The proposal drew disdain from the Homeland Security Department and its critics, both sides questioning the need for another bureaucratic shuffling that they said wouldn't accomplish much.

"It's time to stop playing around with the organizational charts and to start focusing on government, at all levels, that are preparing for this storm season," said Homeland Security spokesman Russ Knocke.

Former FEMA director Michael Brown said the new agency would basically have the same mission as FEMA had a year ago, before its disaster planning responsibilities were taken away.

"It sounds like they're just re-creating the wheel and making it look like they're calling for change," Brown said. "If indeed that's all they're doing, they owe more than that to the American public."

But Sen. Susan Collins, R-Maine, who led the inquiry, said the new agency would be "better equipped with the tools to prepare for and respond to a disaster."

Describing FEMA as a "shambles and beyond repair," Collins said the overall report "will help ensure that we do not have a repeat of the failures following Hurricane Katrina."

Many of the rest of the recommendations were far less dramatic, ranging from creating a Homeland Security Academy to better trained relief staff, to encouraging people and state and local governments to plan for evacuating and sheltering pets during a disaster.

Most of them offered common-sense reforms, like better coordination among all levels of government, providing reliable communications equipment to allow emergency responders to talk to each other and ensuring urban evacuation plans are up to date and adequate.

Concluding that FEMA was seriously underfunded, Senate investigators called for more money for disaster planning and response at all levels of government.
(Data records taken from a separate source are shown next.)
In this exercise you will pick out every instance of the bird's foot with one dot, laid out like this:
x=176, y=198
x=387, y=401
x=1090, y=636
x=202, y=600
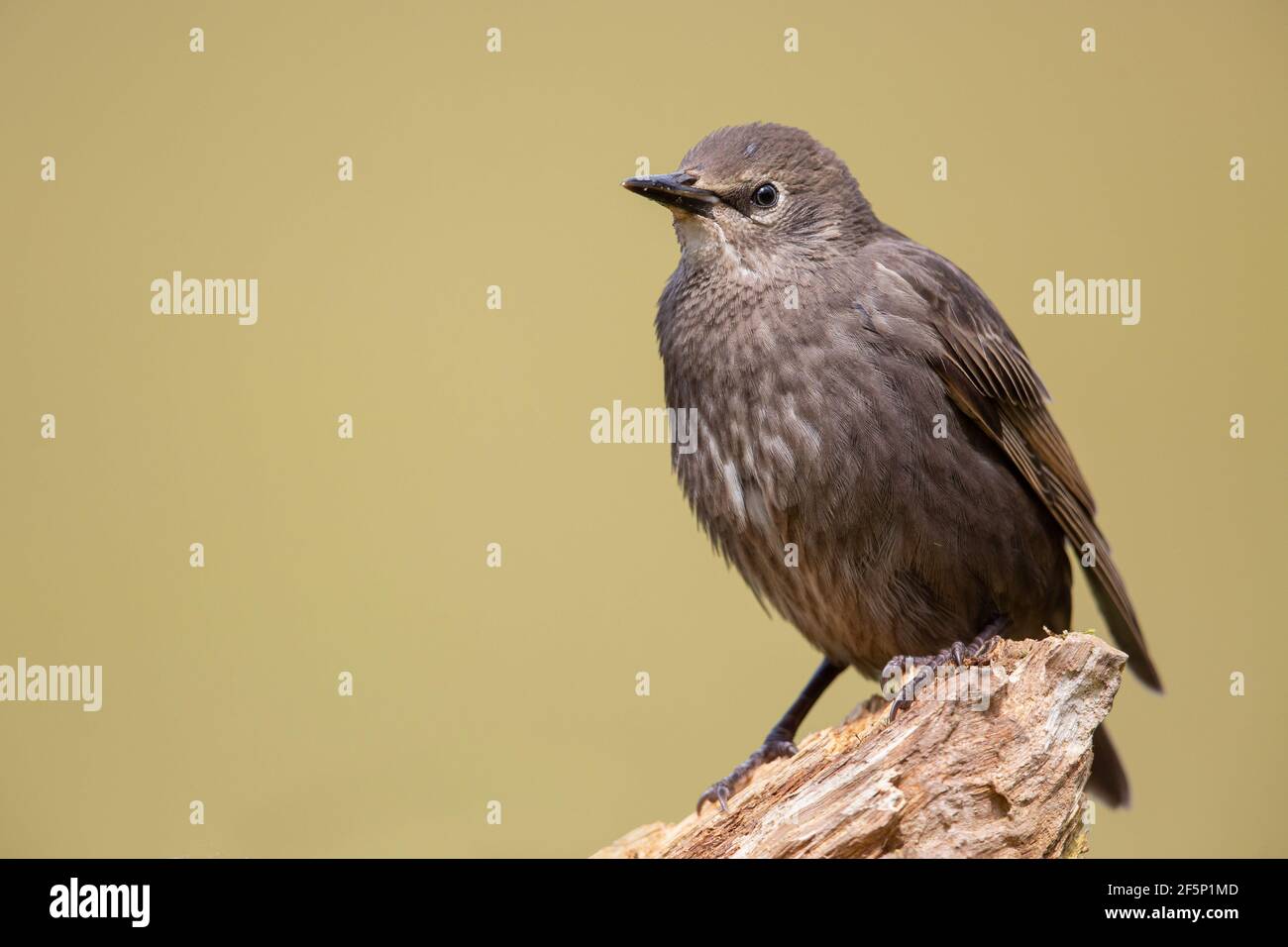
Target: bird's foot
x=926, y=667
x=772, y=749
They did not specify, however, how much money was needed and skirted around whether the federal government should be providing all the funding.
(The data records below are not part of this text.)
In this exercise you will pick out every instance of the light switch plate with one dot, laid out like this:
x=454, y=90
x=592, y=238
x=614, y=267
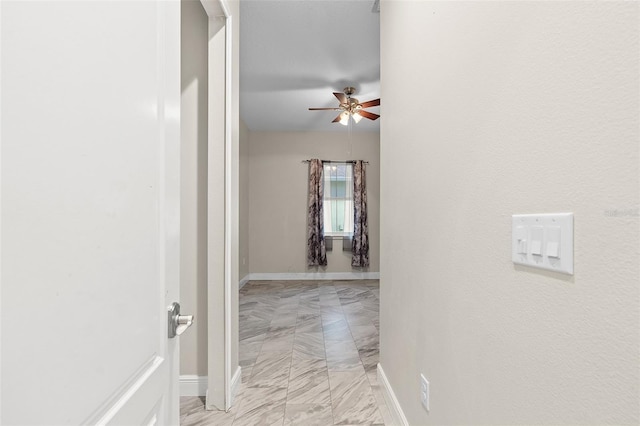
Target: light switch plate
x=548, y=238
The recommendations also called for clarifying responsibilities for levee maintenance — highlighting the structural weaknesses of the New Orleans flood walls against Katrina. They also urged better contracting procedures to avoid waste or fraud in the rush to get aid to disaster victims.

"There is no federal dollar that is spent on disaster relief and recovery for which the government is not accountable to taxpayers," the recommendations said.